Machine Learning Classifier Using Blood Count Parameters and Erythropoietin to Predict JAK2 Mutations in Patients With Erythrocytosis

Arch Pathol Lab Med. 2025 Apr 28. doi: 10.5858/arpa.2023-0262-OA. Online ahead of print.

Abstract

Context.—: Differentiating polycythemia vera from other causes of erythrocytosis is a diagnostic challenge. Although most patients with polycythemia vera have Janus kinase 2 (JAK2) mutations, extensive testing is impractical because this is an uncommon cause of erythrocytosis. Identifying polycythemic patients most likely to benefit from JAK2 testing would improve use of this test.

Objective.—: To develop an artificial intelligence analysis/machine learning classifier using blood count parameters and erythropoietin to predict JAK2 results in patients with erythrocytosis.

Design.—: Results from the Veterans Affairs data warehouse were used for training and validation. Cases with JAK2 results and hemoglobin values 15 g/dL or higher and 17 g/dL or higher in females and males respectively were included. Erythropoietin was optional. The highest performing model was evaluated with an out-of-sample data set.

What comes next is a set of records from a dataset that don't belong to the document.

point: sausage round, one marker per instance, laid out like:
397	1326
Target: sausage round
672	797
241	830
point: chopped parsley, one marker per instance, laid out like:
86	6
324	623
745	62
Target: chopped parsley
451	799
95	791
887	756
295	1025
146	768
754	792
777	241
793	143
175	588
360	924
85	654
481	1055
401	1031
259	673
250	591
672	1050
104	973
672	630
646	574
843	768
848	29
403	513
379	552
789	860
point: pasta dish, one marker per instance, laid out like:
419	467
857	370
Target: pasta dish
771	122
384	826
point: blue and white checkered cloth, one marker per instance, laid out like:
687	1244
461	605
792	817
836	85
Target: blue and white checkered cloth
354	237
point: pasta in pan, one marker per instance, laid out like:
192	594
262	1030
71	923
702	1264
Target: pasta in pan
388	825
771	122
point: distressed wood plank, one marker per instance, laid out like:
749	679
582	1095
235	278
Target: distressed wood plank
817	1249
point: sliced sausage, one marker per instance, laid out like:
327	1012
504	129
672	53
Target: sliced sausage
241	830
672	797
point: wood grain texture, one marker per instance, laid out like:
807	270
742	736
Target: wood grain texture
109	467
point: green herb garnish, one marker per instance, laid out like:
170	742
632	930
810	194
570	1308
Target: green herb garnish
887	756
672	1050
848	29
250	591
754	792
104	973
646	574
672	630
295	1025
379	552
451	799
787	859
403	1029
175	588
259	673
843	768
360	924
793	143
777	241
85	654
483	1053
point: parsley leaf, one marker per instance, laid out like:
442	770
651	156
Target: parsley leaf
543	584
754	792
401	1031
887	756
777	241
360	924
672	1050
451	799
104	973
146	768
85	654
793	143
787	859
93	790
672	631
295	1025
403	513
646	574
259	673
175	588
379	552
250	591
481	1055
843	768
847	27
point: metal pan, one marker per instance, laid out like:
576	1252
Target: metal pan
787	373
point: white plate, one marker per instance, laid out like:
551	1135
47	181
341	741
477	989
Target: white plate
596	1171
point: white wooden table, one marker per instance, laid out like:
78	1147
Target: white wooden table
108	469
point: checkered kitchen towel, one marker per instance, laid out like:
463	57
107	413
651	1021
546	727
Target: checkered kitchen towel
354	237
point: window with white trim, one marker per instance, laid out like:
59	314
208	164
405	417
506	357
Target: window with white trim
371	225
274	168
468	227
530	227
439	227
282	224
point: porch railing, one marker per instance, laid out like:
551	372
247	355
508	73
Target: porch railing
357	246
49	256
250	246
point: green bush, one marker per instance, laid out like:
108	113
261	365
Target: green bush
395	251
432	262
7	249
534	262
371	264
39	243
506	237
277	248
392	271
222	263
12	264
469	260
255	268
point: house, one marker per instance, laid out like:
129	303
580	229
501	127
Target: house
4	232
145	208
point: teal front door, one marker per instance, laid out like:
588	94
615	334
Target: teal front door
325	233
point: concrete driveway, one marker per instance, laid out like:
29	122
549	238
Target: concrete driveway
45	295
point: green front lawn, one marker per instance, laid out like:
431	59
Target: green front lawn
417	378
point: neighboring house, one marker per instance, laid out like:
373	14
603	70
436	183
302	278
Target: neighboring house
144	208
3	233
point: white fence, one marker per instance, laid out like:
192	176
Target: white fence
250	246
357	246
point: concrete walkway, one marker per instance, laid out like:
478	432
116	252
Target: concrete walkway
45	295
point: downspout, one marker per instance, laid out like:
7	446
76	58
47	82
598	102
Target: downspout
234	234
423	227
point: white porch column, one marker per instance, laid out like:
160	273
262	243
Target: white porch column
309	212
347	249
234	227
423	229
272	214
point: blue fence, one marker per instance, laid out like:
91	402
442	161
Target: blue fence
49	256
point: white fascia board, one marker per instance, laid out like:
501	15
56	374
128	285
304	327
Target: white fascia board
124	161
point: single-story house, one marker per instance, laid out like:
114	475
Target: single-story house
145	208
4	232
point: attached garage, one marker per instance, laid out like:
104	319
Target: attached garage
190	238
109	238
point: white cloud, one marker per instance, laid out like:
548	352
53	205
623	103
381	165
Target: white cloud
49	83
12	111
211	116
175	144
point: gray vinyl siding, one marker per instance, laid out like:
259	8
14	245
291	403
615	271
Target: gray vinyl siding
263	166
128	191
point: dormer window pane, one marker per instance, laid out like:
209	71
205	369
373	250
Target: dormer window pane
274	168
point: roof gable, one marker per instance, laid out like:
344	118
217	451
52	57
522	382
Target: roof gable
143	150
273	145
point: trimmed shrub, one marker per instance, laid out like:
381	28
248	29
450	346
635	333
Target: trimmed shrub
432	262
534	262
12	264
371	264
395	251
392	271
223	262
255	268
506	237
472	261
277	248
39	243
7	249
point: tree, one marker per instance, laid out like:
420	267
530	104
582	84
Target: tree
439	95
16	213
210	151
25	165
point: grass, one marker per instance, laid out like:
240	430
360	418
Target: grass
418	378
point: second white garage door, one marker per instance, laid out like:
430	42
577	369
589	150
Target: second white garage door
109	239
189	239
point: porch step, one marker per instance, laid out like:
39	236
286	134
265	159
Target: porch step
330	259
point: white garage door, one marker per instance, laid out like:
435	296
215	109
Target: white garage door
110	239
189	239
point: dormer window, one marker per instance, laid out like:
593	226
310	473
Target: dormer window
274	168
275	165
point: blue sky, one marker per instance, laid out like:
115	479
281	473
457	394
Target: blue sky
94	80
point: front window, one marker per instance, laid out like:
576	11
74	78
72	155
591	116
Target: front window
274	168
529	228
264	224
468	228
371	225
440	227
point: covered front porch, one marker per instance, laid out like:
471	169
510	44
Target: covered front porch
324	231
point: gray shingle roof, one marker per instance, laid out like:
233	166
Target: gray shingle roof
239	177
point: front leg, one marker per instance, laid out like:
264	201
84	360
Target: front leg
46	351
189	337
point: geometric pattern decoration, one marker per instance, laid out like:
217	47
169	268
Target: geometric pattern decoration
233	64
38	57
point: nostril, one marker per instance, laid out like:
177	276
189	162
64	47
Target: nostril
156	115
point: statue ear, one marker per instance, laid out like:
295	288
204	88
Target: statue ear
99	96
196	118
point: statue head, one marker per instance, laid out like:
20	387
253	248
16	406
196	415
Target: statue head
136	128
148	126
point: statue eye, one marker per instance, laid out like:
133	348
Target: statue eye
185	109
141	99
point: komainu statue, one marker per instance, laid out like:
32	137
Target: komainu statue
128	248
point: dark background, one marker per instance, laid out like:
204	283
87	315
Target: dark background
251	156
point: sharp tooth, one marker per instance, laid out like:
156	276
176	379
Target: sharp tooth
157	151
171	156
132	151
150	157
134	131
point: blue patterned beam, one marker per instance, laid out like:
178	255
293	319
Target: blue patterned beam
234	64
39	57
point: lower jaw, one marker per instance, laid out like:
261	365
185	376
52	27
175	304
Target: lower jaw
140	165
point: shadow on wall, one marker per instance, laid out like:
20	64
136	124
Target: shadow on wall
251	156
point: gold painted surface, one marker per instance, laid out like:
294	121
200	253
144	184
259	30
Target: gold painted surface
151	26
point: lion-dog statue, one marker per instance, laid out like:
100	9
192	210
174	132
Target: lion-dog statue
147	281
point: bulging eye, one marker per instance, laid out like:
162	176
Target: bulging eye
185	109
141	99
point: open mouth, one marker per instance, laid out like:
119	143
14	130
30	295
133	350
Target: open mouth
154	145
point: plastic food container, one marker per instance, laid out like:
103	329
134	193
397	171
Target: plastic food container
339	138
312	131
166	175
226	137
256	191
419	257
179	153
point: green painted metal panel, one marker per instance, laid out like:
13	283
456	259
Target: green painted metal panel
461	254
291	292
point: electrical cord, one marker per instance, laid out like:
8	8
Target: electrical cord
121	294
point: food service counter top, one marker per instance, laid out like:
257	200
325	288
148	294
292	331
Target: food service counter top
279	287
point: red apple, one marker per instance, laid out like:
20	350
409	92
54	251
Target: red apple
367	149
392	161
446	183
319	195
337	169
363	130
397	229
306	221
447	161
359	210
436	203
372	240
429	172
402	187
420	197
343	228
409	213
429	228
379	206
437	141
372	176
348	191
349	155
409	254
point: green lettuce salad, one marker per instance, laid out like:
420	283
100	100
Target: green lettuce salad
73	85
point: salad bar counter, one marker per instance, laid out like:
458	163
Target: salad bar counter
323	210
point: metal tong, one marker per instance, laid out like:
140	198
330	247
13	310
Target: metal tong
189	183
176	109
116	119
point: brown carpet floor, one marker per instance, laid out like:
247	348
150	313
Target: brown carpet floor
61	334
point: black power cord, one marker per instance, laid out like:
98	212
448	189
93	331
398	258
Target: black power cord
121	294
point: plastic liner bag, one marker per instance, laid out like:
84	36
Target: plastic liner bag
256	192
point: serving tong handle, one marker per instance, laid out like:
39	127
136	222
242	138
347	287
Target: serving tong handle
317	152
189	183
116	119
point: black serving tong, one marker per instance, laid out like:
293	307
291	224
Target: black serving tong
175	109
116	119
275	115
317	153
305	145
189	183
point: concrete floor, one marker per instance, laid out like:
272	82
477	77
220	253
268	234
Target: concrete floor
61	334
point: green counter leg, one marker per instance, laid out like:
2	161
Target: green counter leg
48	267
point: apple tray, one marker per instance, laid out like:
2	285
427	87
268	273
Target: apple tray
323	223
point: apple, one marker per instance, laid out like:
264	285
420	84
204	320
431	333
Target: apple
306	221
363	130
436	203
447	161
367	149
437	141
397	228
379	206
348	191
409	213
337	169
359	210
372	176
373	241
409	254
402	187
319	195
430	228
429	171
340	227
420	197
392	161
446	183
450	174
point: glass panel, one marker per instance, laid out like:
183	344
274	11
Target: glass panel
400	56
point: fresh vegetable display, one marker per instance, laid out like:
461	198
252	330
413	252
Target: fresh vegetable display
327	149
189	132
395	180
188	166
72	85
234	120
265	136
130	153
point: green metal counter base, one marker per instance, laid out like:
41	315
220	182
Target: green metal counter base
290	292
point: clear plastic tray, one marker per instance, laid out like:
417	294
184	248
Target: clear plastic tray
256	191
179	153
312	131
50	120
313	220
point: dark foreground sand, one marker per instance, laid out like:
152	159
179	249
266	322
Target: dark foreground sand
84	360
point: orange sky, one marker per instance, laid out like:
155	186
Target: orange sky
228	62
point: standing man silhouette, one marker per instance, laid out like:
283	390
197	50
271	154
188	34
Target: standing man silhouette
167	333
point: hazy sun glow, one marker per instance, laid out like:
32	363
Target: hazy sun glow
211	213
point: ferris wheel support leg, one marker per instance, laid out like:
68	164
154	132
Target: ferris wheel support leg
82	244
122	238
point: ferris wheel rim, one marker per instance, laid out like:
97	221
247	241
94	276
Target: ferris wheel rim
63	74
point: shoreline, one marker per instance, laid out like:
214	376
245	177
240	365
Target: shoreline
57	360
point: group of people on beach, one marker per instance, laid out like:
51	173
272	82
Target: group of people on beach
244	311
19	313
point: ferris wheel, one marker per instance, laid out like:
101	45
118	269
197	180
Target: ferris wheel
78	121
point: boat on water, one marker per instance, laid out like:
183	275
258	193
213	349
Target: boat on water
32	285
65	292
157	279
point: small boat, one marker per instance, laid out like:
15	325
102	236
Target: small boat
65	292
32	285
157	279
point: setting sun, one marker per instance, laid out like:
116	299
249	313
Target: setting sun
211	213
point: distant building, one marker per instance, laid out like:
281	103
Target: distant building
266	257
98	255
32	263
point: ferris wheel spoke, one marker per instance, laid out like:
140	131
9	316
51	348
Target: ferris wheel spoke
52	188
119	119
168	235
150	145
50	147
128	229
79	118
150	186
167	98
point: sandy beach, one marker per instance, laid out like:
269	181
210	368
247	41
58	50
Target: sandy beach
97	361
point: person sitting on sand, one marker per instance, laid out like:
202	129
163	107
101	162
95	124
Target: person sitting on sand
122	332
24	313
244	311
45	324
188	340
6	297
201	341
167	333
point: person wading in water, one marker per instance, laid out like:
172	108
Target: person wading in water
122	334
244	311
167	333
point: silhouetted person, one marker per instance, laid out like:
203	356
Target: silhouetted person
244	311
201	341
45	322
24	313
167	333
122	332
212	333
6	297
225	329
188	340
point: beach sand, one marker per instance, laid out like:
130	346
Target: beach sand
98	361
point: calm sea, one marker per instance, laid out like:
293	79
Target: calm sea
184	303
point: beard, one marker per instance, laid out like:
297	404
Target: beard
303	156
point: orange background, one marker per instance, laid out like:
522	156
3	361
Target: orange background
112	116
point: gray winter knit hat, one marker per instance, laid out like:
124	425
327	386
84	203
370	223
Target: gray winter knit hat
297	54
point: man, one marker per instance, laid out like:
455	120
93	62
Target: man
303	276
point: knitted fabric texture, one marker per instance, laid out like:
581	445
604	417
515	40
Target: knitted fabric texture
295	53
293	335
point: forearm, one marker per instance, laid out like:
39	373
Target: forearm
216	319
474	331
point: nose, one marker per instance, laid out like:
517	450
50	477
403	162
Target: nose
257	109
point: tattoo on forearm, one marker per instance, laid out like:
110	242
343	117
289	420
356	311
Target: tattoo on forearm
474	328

Results.—: Among 31 models trained on data from 8479 individuals, including 540 (6.4%) positive for JAK2, Light Gradient Boosted Trees Classifier performed best. When applied to 330 out-of-sample cases with 9 (2.7%) positive for JAK2, the classifier's sensitivity, specificity, positive predictive value, and negative predictive value, were 100%, 92.8%, 28.1%, and 100%, respectively. Among a subset of 183 out-of-sample cases, the model's algorithm would have potentially reduced JAK2 testing by 89% compared with 50% to 62% reduction using previously reported rule-based systems that similarly used blood count parameters. Platelet count had the greatest impact on the model, followed by relative distribution width and erythropoietin.

Conclusions.—: These results show that a machine learning classifier may be beneficial as a decision support aid for JAK2 testing in polycythemic patients.